Nel «famigerato articolo di Greg» (H. Jenkins, curatore dell’edizione Arden di Hamlet, Routledge 1982) si sostiene addirittura che, quando il Re sospende la messinscena dell’Assassinio di Gonzago non lo fa perché si riconosca colpevole, ma per altri turbamenti. Del resto perché dovrebbe, nella rappresentazione dell’omicidio di uno zio da parte del nipote, specchiarsi nell’assassino?

 

«L’unica ipotesi plausibile per spiegare il comportamento del Re è questa: egli nella pantomima non riesce a scorgere la rappresentazione del proprio crimine (…). E’ questa la sola conclusione razionale: Claudio non ha assassinato il fratello versandogli il veleno nell’orecchio. In sede critica, non è possibile fare deduzioni che abbino un maggior grado di certezza» (W. W. Greg, Hamlet’s Hallucination, 1917).

 

Più che un critico pare l’avvocato di Claudio. Ma ha torto? – Ha scritto più recentemente Cavell: «Mi colpisce comunque il fatto che nessuno, per quanto ne so, abbia risposto a Greg in maniera soddisfacente» (S. Cavell, Il ripudio del sapere. Lo scetticismo nelle tragedie di Shakespeare, Torino 2004). Cavell entra allora nel varco e insiste: «Ma perché bisogna a tutti i costi pensare che lo Spettro abbia detto la verità? (Sottolineo che, sospettando dello Spettro, né Greg né io vogliamo negare che Claudio abbia davvero ucciso suo fratello Amleto, come poi confessa nella scena della preghiera. Il punto è come ha ucciso. E questo il distinguo su cui si baserà tutta la mia argomentazione)» (Ibid.).

 

 

Il punto è come ha ucciso?... C’è del demente in Amletlandia, e questo, si sa, dalle origini.

 Intendiamo questa morbosa attenzione alla trama, che distingue da sempre un po’ tutti – Hegel, Goethe, Eliot… - davvero una legione di uomini geniali che credono però (come vorrebbe Amleto?) alla superstizione dei fatti.

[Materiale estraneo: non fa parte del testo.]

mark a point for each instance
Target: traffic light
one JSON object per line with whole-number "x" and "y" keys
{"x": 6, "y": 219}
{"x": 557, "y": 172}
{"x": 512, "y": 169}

Molti elementi invece farebbero pensare che in Amleto già si covino le ambiguità irrisolvibili di Rashomon (Kurosawa, 1950), dove un fantasma – anche lì! – non solo non fa emergere la verità, ma intorbida ancora di più le acque. Ora, che Amleto sia il testo più a lungo coltivato di Shakespeare è per Auden la prova d’una sua debolezza intrinseca e non emendabile… giusto il contrario di quanto sostiene il, per il resto spesso noiosetto e sentenzioso, H. Bloom (Shakespeare, Milano 2003). La trama si sarebbe complicata perché l’autore avrebbe aggiunto disastri a disastri nell’illusione che si sarebbero corretti a vicenda: da qui una trama alla fine insostenibile ma anche misteriosamente perfetta: come accadde al film Casablanca (il paragone di Umberto Eco).

 

 

Potrebbe, sul problema della trama, aiutarci ancora il cinema e pensare che Shakespeare in Amleto non è un scrittore à la Hitchcock – mago di thrillers in cui comunque tutto alla fine ‘torna’, ma alla Howard Hawks del Grande sonno, capolavoro che il regista per primo diceva di non saper raccontare: intrigo noir in cui il caos delle trame non trova pace mai, e dove il ritmo e le atmosfere, le luci e gli sguardi, i toni e i vestiti, i fumi di sigarette e i fasci di luce delle auto nella brumosa città della notte, aprono a noi la più perfetta finestra sperabile per accedere al mondo senza Dio di Philip Marlowe.

 

Impossibile a questo punto non notare che sia Marlowe che Amleto sono dei sarcastici parlatori, che amano il monologo e, nel caso del cinema, la voce fuori campo.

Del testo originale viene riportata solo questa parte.